I have a bit of a problem. I'm working on a Honda WH20X Trash Pump. The ceramic water seal on the water pump failed, and when it did, it forced water thru the crank oil seal and filled the crankcase with water. I saw it soon enough and stopped the engine hopefully before any major bearing suface damages could occur. It was still running without any bad noises when I shut it down.
Here's the "rub" ........ when I removed the crankcase side cover, the camshaft and gear came out with it. Not a big deal right? WRONG ! There is absolutely no timing mark on the crankshaft timing gear what-so-ever ! I have looked with a magnifier and can find not even a scratch on the machine marks all the way around the gear. The "DOT" on the cam gear is fine, but I have no idea where to set the crank gear to it ??
Is there a way to time it using TDC on the piston? I'm really in kind of a jam here because the boss suggested I didn't even replace the oil seal and simply replace the ceramic water seal in the pump.
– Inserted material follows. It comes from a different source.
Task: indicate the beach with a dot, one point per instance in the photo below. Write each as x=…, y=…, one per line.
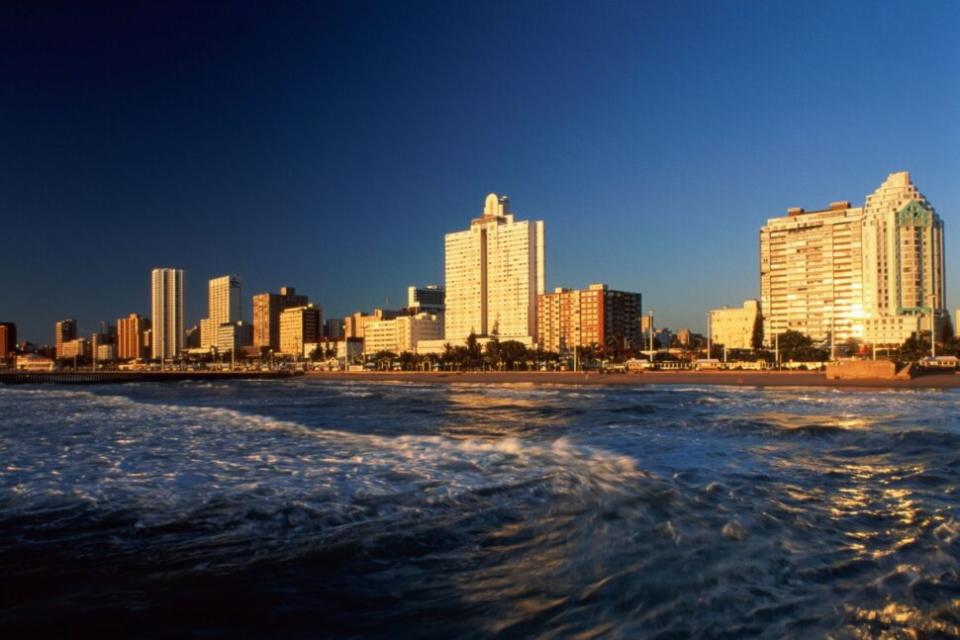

Obviously if I'd have followed his advice, I wouldn't be in this jam ............ but I wanted to do the job correctly and replace the oil seal too. Not to mention I'd have never seen the loose maincap bolt either, but he's kind of a #*@** and he won't understand.

Any help is appreciated ............. Thanks in advance, Jeff G.


----------



## Basementgeek (Feb 7, 2005)

Hi and welcome to TSF :wave:

On the crank gear look for a notch that is not "V" shaped, like may be square at the bottom. I would think there are to be some kind of mark some where.

Probably going to need a repair manual and they generally can't be found for free.

BG


----------



## kjms1 (Jun 4, 2010)

I have seen sometimes were the key way (dole pin) is the mark
might want to check with a Library they may have some books on it


this may help you ... had to put the ... with space after the www cause the site blocks part of the url
Mapping The Valve Timing of a Honda Gx160
www .... karting.co.uk/KandK/Tech/MappingValveTiming.html

service manual
www.honda-engines-eu.com/en/images/996.pdf


----------



## Basementgeek (Feb 7, 2005)

Hi:

Here is the link

http://www.karting.co.uk/KandK/Tech/MappingValveTiming.html

BG


----------